Drake: Distributed Rake

= DRAKE – Distributed Rake

A branch of Rake supporting parallel task execution.

== Synopsis

Run up to three tasks in parallel:

% drake -j3

or equivalently,

% drake --threads 3

== Installation

% gem install drake

== Notes

=== Compatibility

Drake is 100% compatible with Rake. The code path for --threads=1 is
effectively identical to that of Rake’s. Drake passes all of Rake’s
unit tests, with any number of threads from 1 to 1000 (that’s the most
I tested).

=== Dependencies

In a given Rakefile, it is possible (even likely) that the dependency
tree has not been properly defined. Consider

task :a => [:x, :y, :z]

With single-threaded Rake, x,y,z will be invoked in that order
before a is invoked. However with drake --threads=N (for N > 1),
one should not expect any particular order of execution. Since there
is no dependency specified between x,y,z above, Drake is free to
run them in any order.

If you wish x,y,z to be invoked sequentially, then write

task :a => seq[:x, :y, :z]

This is shorthand for

task :a => :z
task :z => :y
task :y => :x

Upon invoking a, the above rules say: “Can’t do a until z is
complete; can’t do z until y is complete; can’t do y until x
is complete; therefore do x.” In this fashion the sequence
x,y,z is enforced.

The problem of insufficient dependencies plagues Makefiles as well.
Package maintainers affectionately call it “not j-safe.”

=== MultiTask

The use of +multitask+ is deprecated. Tasks which may properly be run
in parallel will be run in parallel; those which cannot, will not. It
is not the user’s job to decide.

Drake’s +multitask+ is an alias of +task+.

=== Task#invoke inside Task#invoke

Parallelizing code means surrendering control over the
micro-management of its execution. Manually invoking tasks inside
other tasks is rather contrary to this notion, throwing a monkey
wrench into the system. An exception will be raised when this is
attempted in non-single-threaded mode.

== Links

== Author

My first reaction was, “So hows is this different than Rake again? Rake
has
multitask…”

On Tuesday 09 September 2008 01:58:40 [email protected] wrote:

=== MultiTask

The use of +multitask+ is deprecated. Tasks which may properly be run
in parallel will be run in parallel; those which cannot, will not. It
is not the user’s job to decide.

Drake’s +multitask+ is an alias of +task+.

Aha.

So what do you do with things which aren’t thread-save? Or “j-safe”?

And how is this different than running Rake with ‘task’ set to an alias
of ‘multitask’?

On Sep 9, 4:52 am, David M. [email protected] wrote:

So what do you do with things which aren’t thread-save? Or “j-safe”?

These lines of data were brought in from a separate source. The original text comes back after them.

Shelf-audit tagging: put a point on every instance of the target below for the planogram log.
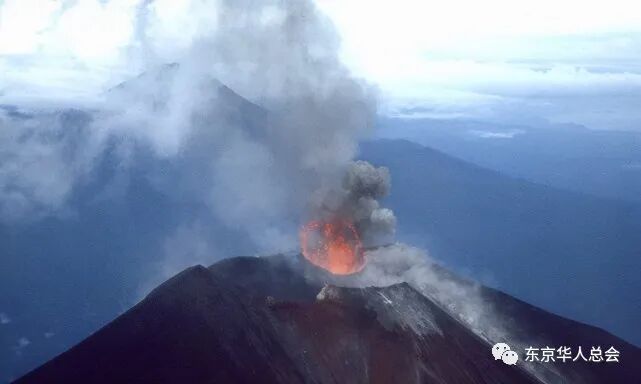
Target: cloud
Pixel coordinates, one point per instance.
(496, 135)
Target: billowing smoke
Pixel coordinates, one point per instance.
(357, 200)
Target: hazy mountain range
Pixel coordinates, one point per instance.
(66, 275)
(569, 156)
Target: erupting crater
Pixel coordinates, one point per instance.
(333, 245)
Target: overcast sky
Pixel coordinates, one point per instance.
(563, 61)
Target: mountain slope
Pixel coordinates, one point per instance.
(270, 320)
(573, 254)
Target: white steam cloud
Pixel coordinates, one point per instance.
(256, 165)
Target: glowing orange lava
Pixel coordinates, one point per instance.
(334, 246)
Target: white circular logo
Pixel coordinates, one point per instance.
(501, 351)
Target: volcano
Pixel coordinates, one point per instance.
(281, 319)
(334, 246)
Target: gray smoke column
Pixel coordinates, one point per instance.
(268, 170)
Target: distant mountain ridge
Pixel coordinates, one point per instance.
(266, 319)
(574, 254)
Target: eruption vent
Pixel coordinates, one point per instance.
(334, 246)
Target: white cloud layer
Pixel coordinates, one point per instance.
(457, 58)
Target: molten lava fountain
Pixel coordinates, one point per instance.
(333, 245)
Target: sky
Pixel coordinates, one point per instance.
(567, 61)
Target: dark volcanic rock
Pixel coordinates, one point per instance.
(247, 320)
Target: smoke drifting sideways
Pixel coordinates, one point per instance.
(255, 165)
(356, 200)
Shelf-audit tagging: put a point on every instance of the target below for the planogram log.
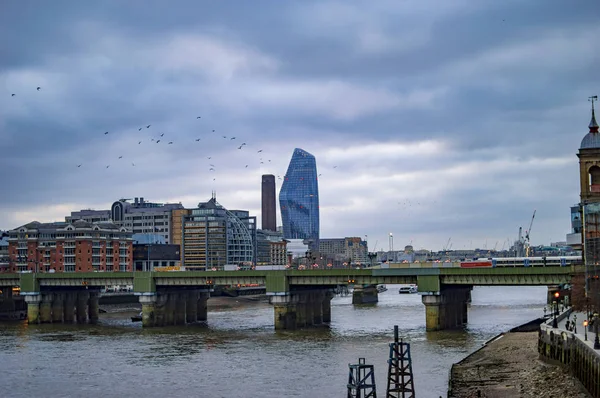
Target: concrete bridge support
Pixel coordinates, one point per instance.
(82, 305)
(302, 308)
(192, 307)
(148, 308)
(160, 307)
(180, 308)
(326, 306)
(33, 308)
(93, 307)
(285, 312)
(446, 309)
(364, 294)
(202, 307)
(69, 308)
(58, 308)
(46, 308)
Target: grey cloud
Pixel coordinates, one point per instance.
(495, 100)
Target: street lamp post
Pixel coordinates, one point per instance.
(555, 302)
(596, 340)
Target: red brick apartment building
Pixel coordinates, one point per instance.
(79, 246)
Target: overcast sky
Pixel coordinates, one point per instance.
(428, 119)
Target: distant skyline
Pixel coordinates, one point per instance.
(430, 120)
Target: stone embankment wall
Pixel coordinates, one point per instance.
(576, 356)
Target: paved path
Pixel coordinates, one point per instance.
(578, 317)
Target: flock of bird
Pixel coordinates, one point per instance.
(160, 138)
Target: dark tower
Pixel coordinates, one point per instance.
(269, 215)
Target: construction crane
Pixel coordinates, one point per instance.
(527, 235)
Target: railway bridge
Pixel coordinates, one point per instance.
(299, 298)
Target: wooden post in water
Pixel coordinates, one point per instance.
(400, 378)
(361, 380)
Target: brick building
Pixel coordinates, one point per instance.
(79, 246)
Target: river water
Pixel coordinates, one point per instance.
(238, 354)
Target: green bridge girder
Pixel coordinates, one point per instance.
(281, 282)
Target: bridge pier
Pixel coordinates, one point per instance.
(180, 308)
(285, 312)
(295, 310)
(326, 306)
(446, 309)
(202, 307)
(192, 307)
(69, 308)
(148, 308)
(57, 308)
(317, 304)
(82, 304)
(160, 308)
(93, 307)
(365, 294)
(46, 308)
(33, 307)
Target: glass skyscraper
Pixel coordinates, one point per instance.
(299, 198)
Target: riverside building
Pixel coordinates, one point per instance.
(141, 217)
(299, 199)
(213, 236)
(80, 246)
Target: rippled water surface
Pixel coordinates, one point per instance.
(238, 354)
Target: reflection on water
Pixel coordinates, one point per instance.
(238, 354)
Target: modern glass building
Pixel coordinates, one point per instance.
(299, 198)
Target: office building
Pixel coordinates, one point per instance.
(80, 246)
(214, 236)
(299, 199)
(156, 257)
(344, 250)
(141, 217)
(271, 248)
(269, 215)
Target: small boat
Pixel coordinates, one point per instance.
(408, 289)
(137, 318)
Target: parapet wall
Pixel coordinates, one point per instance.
(568, 350)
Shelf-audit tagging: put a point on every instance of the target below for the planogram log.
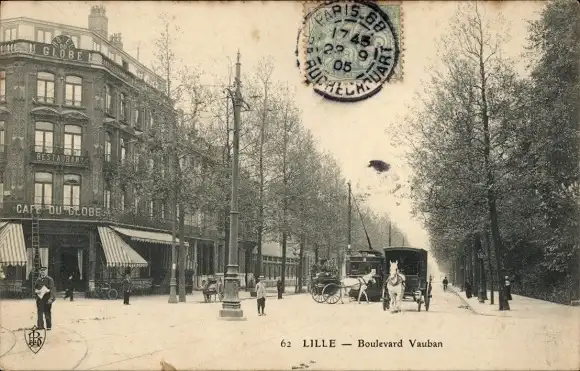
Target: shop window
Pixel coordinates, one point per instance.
(43, 188)
(108, 146)
(72, 190)
(45, 87)
(2, 86)
(43, 137)
(107, 196)
(73, 91)
(72, 140)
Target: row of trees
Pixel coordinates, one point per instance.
(289, 190)
(496, 155)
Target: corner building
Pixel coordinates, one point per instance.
(71, 112)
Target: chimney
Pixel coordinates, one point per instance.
(116, 40)
(98, 21)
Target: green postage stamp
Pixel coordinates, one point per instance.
(348, 49)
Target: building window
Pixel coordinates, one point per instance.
(123, 106)
(72, 140)
(43, 137)
(74, 91)
(2, 138)
(108, 100)
(75, 40)
(45, 87)
(43, 36)
(123, 150)
(10, 34)
(43, 188)
(107, 196)
(108, 146)
(2, 86)
(136, 117)
(72, 190)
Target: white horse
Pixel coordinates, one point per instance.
(395, 283)
(362, 283)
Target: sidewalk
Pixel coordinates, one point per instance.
(520, 306)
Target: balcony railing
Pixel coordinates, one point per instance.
(43, 154)
(94, 58)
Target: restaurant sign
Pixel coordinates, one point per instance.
(62, 47)
(61, 211)
(59, 159)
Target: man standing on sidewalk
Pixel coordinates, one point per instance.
(126, 288)
(261, 296)
(279, 287)
(45, 296)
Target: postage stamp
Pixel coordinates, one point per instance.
(347, 50)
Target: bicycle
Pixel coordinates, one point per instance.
(105, 291)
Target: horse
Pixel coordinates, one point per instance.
(361, 282)
(395, 284)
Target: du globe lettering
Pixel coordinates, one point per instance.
(64, 211)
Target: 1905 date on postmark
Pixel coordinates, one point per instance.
(348, 49)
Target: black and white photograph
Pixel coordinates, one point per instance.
(290, 185)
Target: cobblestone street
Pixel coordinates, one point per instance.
(92, 334)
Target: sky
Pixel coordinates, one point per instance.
(353, 132)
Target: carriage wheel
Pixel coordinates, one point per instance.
(332, 293)
(317, 294)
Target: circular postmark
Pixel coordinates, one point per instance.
(349, 49)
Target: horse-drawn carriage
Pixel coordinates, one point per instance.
(407, 277)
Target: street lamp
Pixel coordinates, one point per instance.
(231, 308)
(481, 293)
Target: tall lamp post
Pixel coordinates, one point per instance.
(481, 293)
(231, 308)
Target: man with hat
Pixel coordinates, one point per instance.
(45, 296)
(261, 296)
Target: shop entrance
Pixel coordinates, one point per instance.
(70, 267)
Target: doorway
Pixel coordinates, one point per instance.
(69, 267)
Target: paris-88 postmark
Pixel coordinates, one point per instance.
(348, 49)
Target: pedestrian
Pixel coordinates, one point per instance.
(280, 288)
(261, 296)
(127, 286)
(508, 288)
(468, 292)
(69, 288)
(45, 296)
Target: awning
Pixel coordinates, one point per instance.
(12, 246)
(117, 252)
(145, 236)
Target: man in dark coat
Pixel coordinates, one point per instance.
(44, 300)
(127, 286)
(69, 288)
(280, 288)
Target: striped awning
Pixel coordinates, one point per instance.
(12, 246)
(146, 236)
(117, 252)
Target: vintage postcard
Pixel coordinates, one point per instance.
(289, 185)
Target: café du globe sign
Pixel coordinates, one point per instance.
(62, 47)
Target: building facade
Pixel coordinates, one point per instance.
(71, 113)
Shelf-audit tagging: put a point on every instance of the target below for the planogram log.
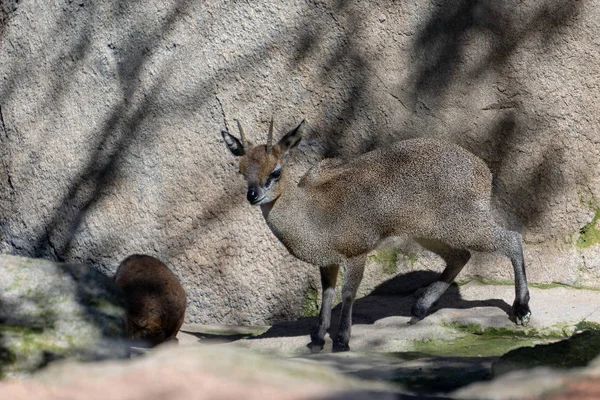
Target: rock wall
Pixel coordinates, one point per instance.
(110, 113)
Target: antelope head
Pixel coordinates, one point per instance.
(262, 166)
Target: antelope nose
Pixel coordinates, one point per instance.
(252, 195)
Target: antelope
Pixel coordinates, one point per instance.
(435, 192)
(155, 300)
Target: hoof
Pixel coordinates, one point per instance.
(524, 320)
(522, 314)
(316, 346)
(417, 313)
(339, 347)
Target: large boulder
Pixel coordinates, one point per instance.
(110, 114)
(51, 311)
(196, 373)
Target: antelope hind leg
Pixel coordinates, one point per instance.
(353, 273)
(328, 281)
(455, 261)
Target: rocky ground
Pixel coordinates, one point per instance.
(454, 353)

The same thing you do with a Makefile that isn’t j-safe: (1) write the
dependencies correctly, which makes it j-safe, or (2) don’t run it
with -j.

And how is this different than running Rake with ‘task’ set to an alias
of ‘multitask’?

If ‘task’ became ‘multitask’, Rake would run all your tasks at once –
all at the same time. That’s probably not what you want :slight_smile:

Thinking in terms of parallel execution has a little learning curve.
It’s certainly a not a natural transition coming from single-threaded
thinking.

Incidentally there is a good litmus test for determining whether you
get the gist of parallelism: once it becomes obvious that ‘multitask’
is a mistake, then you probably get it. The dependency graph tells us
what can be run in parallel and what can’t. It’s a math problem.
‘multitask’ stomps it all to pieces, having the power to declare 2 + 5
= 8 if it so chooses.

My advice for Rakefile writers is to incrementally move toward -j
correctness. Start with the bottom tasks first (those executed last)
and work your way up, testing each new task subtree.

Regards,
J

On Tuesday 09 September 2008 05:03:43 [email protected] wrote:

On Sep 9, 4:52 am, David M. [email protected] wrote:

So what do you do with things which aren’t thread-save? Or “j-safe”?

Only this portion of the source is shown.